Cet article détaille la logique du oui/non appliquée à la Triade, les protocoles de tirage illustrés par des schémas et des exemples commentés, la manière de dater la réponse, ainsi que les erreurs qui faussent le message.
L'Oracle de la Triade face aux questions fermées
Publié en 1998 aux éditions Gange, complété l'année suivante par l'ouvrage de son auteur, l'Oracle de la Triade compte parmi les supports divinatoires les plus utilisés des vingt-cinq dernières années. Dominike Duplâa, passionné de calligraphie, a conçu ses 57 lames en quadrichromie rehaussée d'or comme une synthèse de symboles empruntés à la mythologie gréco-romaine, au christianisme, au judaïsme, à la kabbale, à la franc-maçonnerie, à l'alchimie, à l'astrologie et à la numérologie, autant de courants nés autour du bassin méditerranéen.
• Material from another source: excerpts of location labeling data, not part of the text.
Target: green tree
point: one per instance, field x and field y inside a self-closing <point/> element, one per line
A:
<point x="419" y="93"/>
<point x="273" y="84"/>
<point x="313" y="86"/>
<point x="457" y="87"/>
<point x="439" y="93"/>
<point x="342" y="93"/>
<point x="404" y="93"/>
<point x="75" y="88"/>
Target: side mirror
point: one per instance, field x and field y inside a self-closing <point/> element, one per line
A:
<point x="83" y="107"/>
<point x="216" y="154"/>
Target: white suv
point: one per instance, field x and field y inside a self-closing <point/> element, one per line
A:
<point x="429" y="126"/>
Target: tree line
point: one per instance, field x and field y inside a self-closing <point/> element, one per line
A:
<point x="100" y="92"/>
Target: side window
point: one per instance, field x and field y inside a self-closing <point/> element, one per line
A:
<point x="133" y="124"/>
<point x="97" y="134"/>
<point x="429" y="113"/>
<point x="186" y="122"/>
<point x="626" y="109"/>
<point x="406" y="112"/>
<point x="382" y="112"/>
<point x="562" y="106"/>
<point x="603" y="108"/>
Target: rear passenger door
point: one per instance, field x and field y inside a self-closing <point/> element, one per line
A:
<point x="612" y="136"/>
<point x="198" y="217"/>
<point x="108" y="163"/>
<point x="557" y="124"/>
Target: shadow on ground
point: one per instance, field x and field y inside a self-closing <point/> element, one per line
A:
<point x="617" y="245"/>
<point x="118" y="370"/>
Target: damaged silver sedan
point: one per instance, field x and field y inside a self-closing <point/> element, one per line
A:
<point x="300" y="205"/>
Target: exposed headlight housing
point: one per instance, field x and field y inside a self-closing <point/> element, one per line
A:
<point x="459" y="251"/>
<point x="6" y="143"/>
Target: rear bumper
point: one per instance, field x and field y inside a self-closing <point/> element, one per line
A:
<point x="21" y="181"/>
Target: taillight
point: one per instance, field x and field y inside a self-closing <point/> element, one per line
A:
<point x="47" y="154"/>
Chaque lame porte déjà en elle une part d'ombre et une part de lumière, si bien qu'il n'existe aucune carte inversée dans ce jeu. Cette dualité interne explique pourquoi la Triade excelle à révéler le « pourquoi » et le « comment » d'une situation plutôt qu'à livrer un simple couperet. Elle explique aussi la réputation de franchise du jeu, dont les prédictions se montrent parfois directes et abruptes, y compris sur les lames favorables. Cette tonalité tranchée n'est pas un défaut pour un oui/non : elle en fait un outil qui ne noie pas la réponse dans les circonvolutions.
Le tirage oui/non n'est donc pas une trahison de l'esprit du jeu, mais un usage ciblé. Il transforme la richesse symbolique des lames en indicateur direct pour lever une hésitation qui paralyse. Le principe reste un éclairage plutôt qu'une sentence, car la réponse traduit l'énergie du moment et suggère l'attitude à adopter sans vous retirer votre libre arbitre.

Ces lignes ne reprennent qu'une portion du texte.